Insurance claim denials can become a grave concern if you do not take corrective steps at the earliest. Every denial or rejection will not only impact your revenue cycle severely but also strain your relationship with the patient. Well, this makes it imperative to avoid landing up in such a situation.
Let us first understand the five most common causes of insurance claim rejections or denials and then evaluate the necessary steps that you can take to avoid these.
- Incorrect/Missing information in the claim forms: One of the most common mistakes that can result in a claim rejection or denial. A claim rejection is when it is rejected for some clerical errors but the payment is not denied. These errors can be in the form of spelling mistakes while entering the name, DOB, insurance ID among others. On the other hand, claim denial occurs when wrong information is presented to the insurer. Entering an incorrect procedure code or diagnosis, wrong billing information is some of the usual errors that can lead to a claim denial, which means the Insurer will not make the payment. In these cases, the re-processing of the claim can result in a long delay or even cancellation of payment.
- Failure to meet the claim submission deadlines: Another common mistake that you can make without even noticing it. When your staff is dealing with a large number of claims, the risk of missing on or mixing up on the respective claim submission deadlines becomes higher.

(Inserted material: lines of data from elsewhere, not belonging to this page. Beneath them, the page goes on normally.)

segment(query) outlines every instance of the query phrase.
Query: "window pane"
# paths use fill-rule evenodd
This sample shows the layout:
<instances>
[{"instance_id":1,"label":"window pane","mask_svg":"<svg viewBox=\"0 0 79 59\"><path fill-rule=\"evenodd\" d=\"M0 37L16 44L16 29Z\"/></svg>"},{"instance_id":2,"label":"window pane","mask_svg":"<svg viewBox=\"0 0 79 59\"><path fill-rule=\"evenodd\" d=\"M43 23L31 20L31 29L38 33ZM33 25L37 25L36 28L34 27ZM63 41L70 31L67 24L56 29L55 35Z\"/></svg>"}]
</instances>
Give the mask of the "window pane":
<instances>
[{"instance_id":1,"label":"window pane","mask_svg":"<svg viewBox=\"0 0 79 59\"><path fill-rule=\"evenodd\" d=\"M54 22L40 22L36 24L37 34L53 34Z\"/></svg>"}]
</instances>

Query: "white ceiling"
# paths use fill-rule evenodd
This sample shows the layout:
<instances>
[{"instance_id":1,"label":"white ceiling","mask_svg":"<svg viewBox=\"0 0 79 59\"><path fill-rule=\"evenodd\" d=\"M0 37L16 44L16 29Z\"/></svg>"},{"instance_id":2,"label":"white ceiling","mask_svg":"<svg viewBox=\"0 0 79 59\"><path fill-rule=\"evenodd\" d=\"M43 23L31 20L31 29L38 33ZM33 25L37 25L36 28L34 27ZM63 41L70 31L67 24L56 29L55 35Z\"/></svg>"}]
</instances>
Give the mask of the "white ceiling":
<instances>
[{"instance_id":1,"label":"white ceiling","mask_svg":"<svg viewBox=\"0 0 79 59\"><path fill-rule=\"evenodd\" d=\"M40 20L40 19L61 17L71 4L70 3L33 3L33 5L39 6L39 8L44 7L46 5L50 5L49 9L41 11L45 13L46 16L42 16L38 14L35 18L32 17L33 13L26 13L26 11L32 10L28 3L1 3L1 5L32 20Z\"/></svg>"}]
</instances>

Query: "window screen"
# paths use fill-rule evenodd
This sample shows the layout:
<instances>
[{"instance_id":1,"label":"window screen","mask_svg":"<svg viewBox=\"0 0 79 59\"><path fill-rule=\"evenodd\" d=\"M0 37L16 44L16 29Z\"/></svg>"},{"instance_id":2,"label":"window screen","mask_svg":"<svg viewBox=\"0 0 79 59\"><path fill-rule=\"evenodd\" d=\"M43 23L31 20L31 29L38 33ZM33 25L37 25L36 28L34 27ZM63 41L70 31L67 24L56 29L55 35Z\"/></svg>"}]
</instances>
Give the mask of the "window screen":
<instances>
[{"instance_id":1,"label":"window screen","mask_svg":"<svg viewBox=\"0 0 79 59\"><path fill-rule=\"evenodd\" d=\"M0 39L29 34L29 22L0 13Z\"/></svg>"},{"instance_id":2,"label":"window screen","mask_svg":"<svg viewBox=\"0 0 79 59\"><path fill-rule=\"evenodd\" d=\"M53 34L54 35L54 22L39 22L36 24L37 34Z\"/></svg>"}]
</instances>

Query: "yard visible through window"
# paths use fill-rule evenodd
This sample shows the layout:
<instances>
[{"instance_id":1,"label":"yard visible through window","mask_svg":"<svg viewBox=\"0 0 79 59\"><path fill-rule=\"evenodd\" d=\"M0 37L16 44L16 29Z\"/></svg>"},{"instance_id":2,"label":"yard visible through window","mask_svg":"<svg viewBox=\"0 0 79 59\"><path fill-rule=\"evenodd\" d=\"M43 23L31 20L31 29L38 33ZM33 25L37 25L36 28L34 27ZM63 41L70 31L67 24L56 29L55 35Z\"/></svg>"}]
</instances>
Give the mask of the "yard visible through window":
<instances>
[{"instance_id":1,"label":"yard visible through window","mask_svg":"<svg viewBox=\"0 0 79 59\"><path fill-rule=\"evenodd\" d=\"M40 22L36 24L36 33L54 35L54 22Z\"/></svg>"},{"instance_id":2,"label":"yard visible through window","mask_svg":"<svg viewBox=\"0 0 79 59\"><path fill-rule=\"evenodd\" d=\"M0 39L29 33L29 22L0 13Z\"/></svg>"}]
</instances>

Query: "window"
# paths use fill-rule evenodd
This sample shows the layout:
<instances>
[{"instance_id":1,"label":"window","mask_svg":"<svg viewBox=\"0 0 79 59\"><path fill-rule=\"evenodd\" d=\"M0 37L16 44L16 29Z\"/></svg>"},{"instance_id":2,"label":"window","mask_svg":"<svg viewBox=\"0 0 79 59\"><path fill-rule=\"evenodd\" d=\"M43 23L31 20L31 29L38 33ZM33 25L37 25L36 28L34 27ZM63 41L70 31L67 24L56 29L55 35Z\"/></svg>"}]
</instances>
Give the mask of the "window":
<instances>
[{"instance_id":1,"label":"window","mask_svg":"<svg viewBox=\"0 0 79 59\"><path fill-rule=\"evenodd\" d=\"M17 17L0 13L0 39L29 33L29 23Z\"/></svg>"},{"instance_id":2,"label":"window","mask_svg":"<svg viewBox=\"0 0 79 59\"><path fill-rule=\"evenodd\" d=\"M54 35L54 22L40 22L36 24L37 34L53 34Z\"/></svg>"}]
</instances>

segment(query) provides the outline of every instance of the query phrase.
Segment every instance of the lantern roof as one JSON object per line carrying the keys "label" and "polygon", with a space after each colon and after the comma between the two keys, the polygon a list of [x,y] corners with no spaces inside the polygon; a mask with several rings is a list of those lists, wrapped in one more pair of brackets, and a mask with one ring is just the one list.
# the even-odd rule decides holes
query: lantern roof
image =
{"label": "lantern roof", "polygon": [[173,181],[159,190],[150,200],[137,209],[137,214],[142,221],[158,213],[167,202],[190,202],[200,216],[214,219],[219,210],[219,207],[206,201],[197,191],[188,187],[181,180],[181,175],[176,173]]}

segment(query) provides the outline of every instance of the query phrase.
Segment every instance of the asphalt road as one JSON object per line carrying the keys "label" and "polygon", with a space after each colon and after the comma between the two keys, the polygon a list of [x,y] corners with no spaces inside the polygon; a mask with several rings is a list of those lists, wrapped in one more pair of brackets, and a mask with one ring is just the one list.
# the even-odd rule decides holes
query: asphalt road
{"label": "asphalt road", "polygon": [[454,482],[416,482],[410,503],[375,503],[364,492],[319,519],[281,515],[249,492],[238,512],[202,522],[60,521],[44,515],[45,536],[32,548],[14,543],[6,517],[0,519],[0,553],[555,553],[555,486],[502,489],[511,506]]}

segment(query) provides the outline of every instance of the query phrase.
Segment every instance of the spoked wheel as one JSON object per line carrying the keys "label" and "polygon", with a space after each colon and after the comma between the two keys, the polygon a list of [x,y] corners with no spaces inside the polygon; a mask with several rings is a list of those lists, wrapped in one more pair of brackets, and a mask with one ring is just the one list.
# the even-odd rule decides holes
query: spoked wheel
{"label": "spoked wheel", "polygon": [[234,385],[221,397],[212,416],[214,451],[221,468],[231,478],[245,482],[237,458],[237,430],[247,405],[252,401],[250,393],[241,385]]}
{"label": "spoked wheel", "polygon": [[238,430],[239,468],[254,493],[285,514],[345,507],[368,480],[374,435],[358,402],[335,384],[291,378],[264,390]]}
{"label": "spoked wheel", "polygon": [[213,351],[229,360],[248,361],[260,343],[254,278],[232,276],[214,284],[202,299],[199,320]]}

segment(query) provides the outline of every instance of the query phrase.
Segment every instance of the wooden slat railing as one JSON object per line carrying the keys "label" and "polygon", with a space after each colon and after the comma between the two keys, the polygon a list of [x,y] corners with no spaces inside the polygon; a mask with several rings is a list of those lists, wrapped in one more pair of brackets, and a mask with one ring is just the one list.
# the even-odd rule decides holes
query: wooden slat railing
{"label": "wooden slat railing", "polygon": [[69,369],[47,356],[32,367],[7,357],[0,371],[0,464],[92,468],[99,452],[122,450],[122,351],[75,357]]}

While every insurer has a different deadline for claims submission, exceeding this time limit can become a valid reason for them to deny your claim.
- Pre-authorization or pre-certification is not obtained: The third most common mistake. Different insurers have different pre-authorization or pre-certification requisites for certain procedures based on the patient’s plan. If you fail to identify these and duly obtain approval, the insurer will deny the claim straightaway.
- Practice is out-of-network: Changes in the Insurer networks or insurance plans can place your practice out-of-network and your patient can remain oblivious of this change. Before verifying these important details if you carry out a procedure, and it turns out to be an out-of-network case, the insurer will deny the payment. In such a scenario either you will have to bear the entire cost of treatment or the patient will. Both scenarios can be detrimental.
- The medical necessity is deemed insufficient: This is again a common cause that can lead the insurer to deny your claim. The insurer may not consider the patients’ medical necessity as appropriate or sufficient and can immediately deny the claim.
Steps to avoid these errors:
- Verify and cross-verify the patients’ records, details, and all insurance and eligibility-related information before filing any claim. You can use supporting documents wherever required as a source of verification of data. You must engage knowledgeable Certified coders and billers to assign accurate procedure codes and other billing information.
- Set up processes that can notify you on important deadlines, claim submission, claim statuses follow-up, and essential claim requirements. Such a system can inform you in advance about the upcoming claim submission deadlines and claim requisites such as pre-authorization approvals.
- Assess your status in the network in regular interval. You must access and ascertain this information as soon as you come in contact with the patient seeking treatment. You can duly inform the patient if you are out-of-network and enumerate the benefits he may still receive from you.
- Determine the sufficiency of the medical necessity through an open communication platform with the insurer, patient, billing staff, and fellow clinicians. This is important for all the parties involved to take an informed and practical decision.
Following these simple steps can go a long way in ensuring timely and complete payments for you. If you are thorough with at least these, you can confidently eradicate future denials with these common reasons.